Athletes in their late 20s and early 30s sit at the top of the Hyrox age curve. The benchmark times below match the population baseline used by our other guides and by the Hyrox official age-group results.
These benchmarks scale the 25-34 population baseline by a factor of 1.000×. The slowdown comes mostly from running pace, not station output.
Hyrox finish times at 30
Total race-time benchmarks by performance level and division. Times include 1 km running × 8, all 8 stations, and roughly 5 minutes of total transition time.
| Level | Open Men | Open Women | Pro Men | Pro Women |
|---|---|---|---|---|
| Beginner | 1:37:32 | 1:49:15 | 1:33:07 | 1:44:42 |
| Average | 1:17:25 | 1:26:30 | 1:14:02 | 1:23:02 |
| Competitive | 1:10:00 | 1:18:12 | 1:07:07 | 1:15:05 |
| Elite | 59:06 | 1:05:46 | 56:39 | 1:03:23 |
Beginner = bottom ~25% of finishers in band. Average = population median. Competitive = top ~25%. Elite = top ~5-10%.
Use the calculator with your real numbers
Drop your 5K time, bench press, deadlift, and bodyweight into the calculator and get a predicted finish time, station-by-station splits, and a peer benchmark for your level.
Open the calculator →How the 30-year-old curve works
Hyrox aging follows the same pattern as endurance running. Output stays high into the late 30s, then race-day pace starts to fall about 1% per year through the 40s, accelerating to roughly 2% per year through the 50s.
What does not follow that curve is strength.
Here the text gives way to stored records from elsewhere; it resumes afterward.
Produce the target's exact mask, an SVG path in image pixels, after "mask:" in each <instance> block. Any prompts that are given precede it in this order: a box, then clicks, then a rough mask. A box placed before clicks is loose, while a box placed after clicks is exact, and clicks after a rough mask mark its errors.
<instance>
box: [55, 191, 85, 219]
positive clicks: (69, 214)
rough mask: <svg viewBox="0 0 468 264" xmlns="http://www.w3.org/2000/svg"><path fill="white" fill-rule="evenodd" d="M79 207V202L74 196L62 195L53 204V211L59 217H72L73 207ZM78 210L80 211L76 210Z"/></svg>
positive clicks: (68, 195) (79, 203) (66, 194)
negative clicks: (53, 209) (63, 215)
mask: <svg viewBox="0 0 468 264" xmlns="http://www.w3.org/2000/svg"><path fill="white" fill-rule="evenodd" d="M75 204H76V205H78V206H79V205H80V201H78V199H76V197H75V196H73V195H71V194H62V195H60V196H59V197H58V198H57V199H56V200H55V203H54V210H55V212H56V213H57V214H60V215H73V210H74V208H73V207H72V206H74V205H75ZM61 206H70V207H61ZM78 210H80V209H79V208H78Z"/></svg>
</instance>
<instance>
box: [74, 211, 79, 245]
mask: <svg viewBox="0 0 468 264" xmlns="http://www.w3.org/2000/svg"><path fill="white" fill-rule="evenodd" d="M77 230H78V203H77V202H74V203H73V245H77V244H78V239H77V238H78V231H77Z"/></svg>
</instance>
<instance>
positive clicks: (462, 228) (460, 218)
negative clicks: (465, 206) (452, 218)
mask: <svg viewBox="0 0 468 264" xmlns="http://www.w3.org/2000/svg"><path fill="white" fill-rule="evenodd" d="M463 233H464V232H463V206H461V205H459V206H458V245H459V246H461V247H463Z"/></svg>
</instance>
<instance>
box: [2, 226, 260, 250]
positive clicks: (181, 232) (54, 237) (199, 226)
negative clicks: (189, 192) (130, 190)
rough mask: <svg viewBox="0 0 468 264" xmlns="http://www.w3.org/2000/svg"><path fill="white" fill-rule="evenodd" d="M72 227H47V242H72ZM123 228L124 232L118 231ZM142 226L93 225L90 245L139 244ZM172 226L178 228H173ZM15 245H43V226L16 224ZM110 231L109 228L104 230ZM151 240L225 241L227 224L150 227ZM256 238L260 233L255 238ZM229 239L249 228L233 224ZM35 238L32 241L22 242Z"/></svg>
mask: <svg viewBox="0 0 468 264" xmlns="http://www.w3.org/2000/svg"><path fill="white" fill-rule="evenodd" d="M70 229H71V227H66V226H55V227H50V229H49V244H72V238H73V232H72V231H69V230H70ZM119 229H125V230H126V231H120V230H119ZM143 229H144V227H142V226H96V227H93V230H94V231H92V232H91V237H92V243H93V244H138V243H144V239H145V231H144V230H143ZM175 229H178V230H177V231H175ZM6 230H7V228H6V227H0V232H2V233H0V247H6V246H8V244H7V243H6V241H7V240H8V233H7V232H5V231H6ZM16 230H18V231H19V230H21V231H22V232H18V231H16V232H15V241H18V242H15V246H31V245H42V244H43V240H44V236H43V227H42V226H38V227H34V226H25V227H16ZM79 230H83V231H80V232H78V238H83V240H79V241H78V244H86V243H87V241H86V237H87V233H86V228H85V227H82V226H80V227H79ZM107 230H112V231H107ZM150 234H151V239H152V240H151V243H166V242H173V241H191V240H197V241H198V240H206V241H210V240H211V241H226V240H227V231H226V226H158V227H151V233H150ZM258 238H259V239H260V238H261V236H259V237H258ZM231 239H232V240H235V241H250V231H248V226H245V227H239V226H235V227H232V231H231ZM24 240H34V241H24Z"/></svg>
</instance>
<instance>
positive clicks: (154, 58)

Sled push, sled pull, and wall ball times age 30-50% slower than running pace. The implication for 25-34 athletes: defend your running base. A masters athlete who keeps running 30-40 km per week often holds a competitive Hyrox time long after peers who only lift have fallen off.
Training priorities at 30
- Z2 running 2-3x/week — the single highest-leverage masters intervention.
- One weekly threshold session — keeps the lactate ceiling from collapsing.
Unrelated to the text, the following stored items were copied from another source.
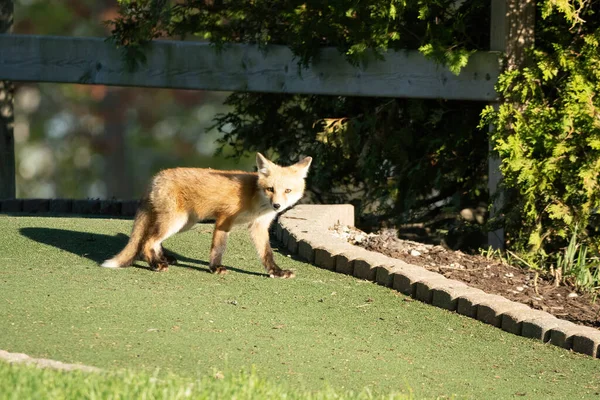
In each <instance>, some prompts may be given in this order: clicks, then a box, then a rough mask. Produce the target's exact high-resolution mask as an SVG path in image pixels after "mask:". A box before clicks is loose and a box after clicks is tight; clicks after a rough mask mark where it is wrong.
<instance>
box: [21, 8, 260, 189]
mask: <svg viewBox="0 0 600 400" xmlns="http://www.w3.org/2000/svg"><path fill="white" fill-rule="evenodd" d="M117 13H118V3H117V2H116V1H94V0H77V1H75V0H71V1H60V2H59V1H39V0H21V1H19V0H17V1H15V26H14V32H15V33H28V34H47V35H65V36H101V37H102V36H108V35H109V34H110V29H109V27H107V26H106V24H105V23H104V21H106V20H109V19H112V18H115V17H116V16H117ZM226 97H227V93H217V92H202V91H185V90H168V89H146V88H129V87H127V88H126V87H107V86H90V85H71V84H67V85H64V84H49V83H39V84H38V83H26V84H25V83H22V84H18V85H17V90H16V95H15V129H14V133H15V147H16V149H15V151H16V160H17V165H16V170H17V196H18V197H23V198H27V197H29V198H36V197H37V198H55V197H65V198H88V197H89V198H112V197H116V198H121V199H129V198H138V197H139V196H141V194H142V193H143V190H144V188H145V185H146V184H147V182H148V179H149V177H150V176H151V175H152V174H153V173H155V172H156V171H158V170H159V169H161V168H165V167H171V166H180V165H187V166H211V167H214V168H229V169H231V168H242V169H249V168H251V165H252V162H251V161H248V160H245V159H242V160H241V162H240V163H238V162H237V161H235V160H232V159H225V158H224V157H223V156H218V157H215V156H214V152H215V149H216V144H215V140H216V139H218V138H219V137H221V135H222V134H221V133H219V132H218V130H217V129H214V128H213V129H212V130H210V129H208V128H209V127H210V126H211V125H213V118H214V116H215V114H216V113H218V112H224V111H226V110H228V107H227V106H225V105H224V104H223V101H224V100H225V99H226ZM225 152H226V153H227V150H226V151H225Z"/></svg>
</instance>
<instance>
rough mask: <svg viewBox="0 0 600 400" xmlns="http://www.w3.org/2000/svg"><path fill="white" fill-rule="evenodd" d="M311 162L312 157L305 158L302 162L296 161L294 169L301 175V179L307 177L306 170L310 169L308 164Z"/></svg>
mask: <svg viewBox="0 0 600 400" xmlns="http://www.w3.org/2000/svg"><path fill="white" fill-rule="evenodd" d="M311 162H312V157H306V158H305V159H303V160H302V161H298V162H297V163H296V164H294V168H296V169H297V170H298V172H300V173H301V174H302V177H303V178H306V177H307V176H308V168H310V163H311Z"/></svg>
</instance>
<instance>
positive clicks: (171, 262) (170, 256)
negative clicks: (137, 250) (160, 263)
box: [163, 253, 177, 265]
mask: <svg viewBox="0 0 600 400" xmlns="http://www.w3.org/2000/svg"><path fill="white" fill-rule="evenodd" d="M163 256H164V257H165V260H167V264H169V265H177V259H176V258H175V257H173V256H172V255H170V254H165V253H163Z"/></svg>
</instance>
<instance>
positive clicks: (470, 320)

- 2x/week strength — heavy enough to keep sled output, brief enough to recover from.
- Recovery emphasis — sleep, protein at 1.6-1.8 g/kg, and one full rest day weekly.
For a structured plan tuned to your level, the intermediate plan works for most 25-34 year-olds. If you're new to structured training, start with the beginner plan.